Defendants also seek leave to file a motion to dismiss Plaintiff's retaliation claim on the ground that Plaintiff failed to exhaust it. Defendants point out that Plaintiff neither checked the box for "retaliation" on his EEOC charge nor indicated in the narrative portion of his EEOC charge that he sought redress for retaliation based on internal complaints of race/national origin discrimination. See Document No. 68 ex. 1. Thus, Defendants argue, Plaintiff did not administratively exhaust the claim. See, e.g., Robinson v. Rubin, 77 F. Supp. 2d 784, 792 (S.D. Tex. 1999) (Rosenthal, J.) (holding that the plaintiff failed administratively to exhaust her race and sex discrimination claims where she checked only the box for "retaliation reprisal" and her narrative did not mention race or sex discrimination) (citing, inter alia, Randel v. U.S. Dep't of Navy, 157 F.3d 392, 395 (5th Cir. 1998) ("Randel's racial discrimination claim is separate and distinct from his reprisal claim, and accordingly, he must exhaust his administrative remedies on that claim before seeking review in federal court."). According to Defendants, the exhaustion requirement is jurisdictional in nature.
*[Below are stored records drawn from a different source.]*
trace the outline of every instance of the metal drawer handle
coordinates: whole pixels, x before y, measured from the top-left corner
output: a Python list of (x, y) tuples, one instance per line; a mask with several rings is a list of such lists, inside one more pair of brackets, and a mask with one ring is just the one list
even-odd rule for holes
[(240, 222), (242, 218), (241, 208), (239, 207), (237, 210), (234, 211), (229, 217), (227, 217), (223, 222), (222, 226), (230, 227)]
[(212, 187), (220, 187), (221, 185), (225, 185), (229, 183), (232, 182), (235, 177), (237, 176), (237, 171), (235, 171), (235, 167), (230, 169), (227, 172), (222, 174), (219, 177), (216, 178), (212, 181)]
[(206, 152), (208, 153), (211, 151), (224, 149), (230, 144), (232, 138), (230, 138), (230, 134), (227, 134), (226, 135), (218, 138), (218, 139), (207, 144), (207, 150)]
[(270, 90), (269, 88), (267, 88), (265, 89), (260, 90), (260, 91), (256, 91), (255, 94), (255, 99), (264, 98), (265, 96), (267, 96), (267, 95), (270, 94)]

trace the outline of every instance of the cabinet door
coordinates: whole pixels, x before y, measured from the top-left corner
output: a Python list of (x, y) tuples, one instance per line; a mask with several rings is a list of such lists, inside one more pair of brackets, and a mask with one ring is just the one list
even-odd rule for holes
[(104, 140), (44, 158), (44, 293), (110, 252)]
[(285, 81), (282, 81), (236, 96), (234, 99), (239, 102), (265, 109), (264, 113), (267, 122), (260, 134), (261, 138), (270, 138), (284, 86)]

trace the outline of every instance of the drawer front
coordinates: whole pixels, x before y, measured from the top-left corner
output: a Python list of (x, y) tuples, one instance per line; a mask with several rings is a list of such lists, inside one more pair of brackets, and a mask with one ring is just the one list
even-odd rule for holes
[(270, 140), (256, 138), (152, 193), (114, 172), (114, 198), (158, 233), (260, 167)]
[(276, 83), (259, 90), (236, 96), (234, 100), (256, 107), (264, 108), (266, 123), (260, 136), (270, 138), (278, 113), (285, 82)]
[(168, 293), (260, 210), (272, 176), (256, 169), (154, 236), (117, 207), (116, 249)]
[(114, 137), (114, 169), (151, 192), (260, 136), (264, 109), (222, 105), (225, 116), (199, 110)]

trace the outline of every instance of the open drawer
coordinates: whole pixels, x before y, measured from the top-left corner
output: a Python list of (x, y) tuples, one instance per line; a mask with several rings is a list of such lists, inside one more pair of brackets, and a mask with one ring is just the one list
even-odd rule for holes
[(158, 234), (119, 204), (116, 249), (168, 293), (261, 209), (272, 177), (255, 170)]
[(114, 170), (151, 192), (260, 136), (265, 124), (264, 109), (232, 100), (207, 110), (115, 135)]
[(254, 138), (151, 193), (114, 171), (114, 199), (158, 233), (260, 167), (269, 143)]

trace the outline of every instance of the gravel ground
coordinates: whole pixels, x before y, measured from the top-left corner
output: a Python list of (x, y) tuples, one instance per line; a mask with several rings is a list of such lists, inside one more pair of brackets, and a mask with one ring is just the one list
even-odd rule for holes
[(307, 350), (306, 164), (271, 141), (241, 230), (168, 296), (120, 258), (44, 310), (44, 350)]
Defendants therefore argue that the Court should grant leave to file the late dismissal motion to avoid wasting the Court's judicial resources trying a claim over which the Court lacks subject matter jurisdiction.

See also Luna v. Lockheed Martin Corp., 54 Fed. Appx. 404 (5th Cir. 2002) (unpublished) ("[T]he district court properly concluded that Luna's claim based on national origin discrimination fails as a matter of law. . . . Court action cannot encompass facts or issues that do not relate to the subject matter of the EEOC charge. Here, in his EEOC charge, Luna failed to mark the box indicating his intention to bring a claim of national origin discrimination. Rather, Luna only checked the box indicating his intention to bring a claim of retaliation. Because Luna did not raise national origin discrimination claim in his EEOC charge, Luna failed to exhaust his administrative remedies as to that claim.") (citations omitted); Miller v. S.W. Bell Telephone Co., 51 Fed. Appx. 928 (5th Cir. 2002) (unpublished) ("The jurisdictional problem here relates to the fact that in the charge Miller filed with the EEOC, he did not check the box corresponding with `retaliation,' but did so for `age' and `disability.' . . . This Court concludes that because Miller did not check the correct box on the EEOC complaint form or otherwise disclose his retaliation claim and thereby exhaust its administrative remedies, he is procedurally precluded from asserting a retaliation claim.").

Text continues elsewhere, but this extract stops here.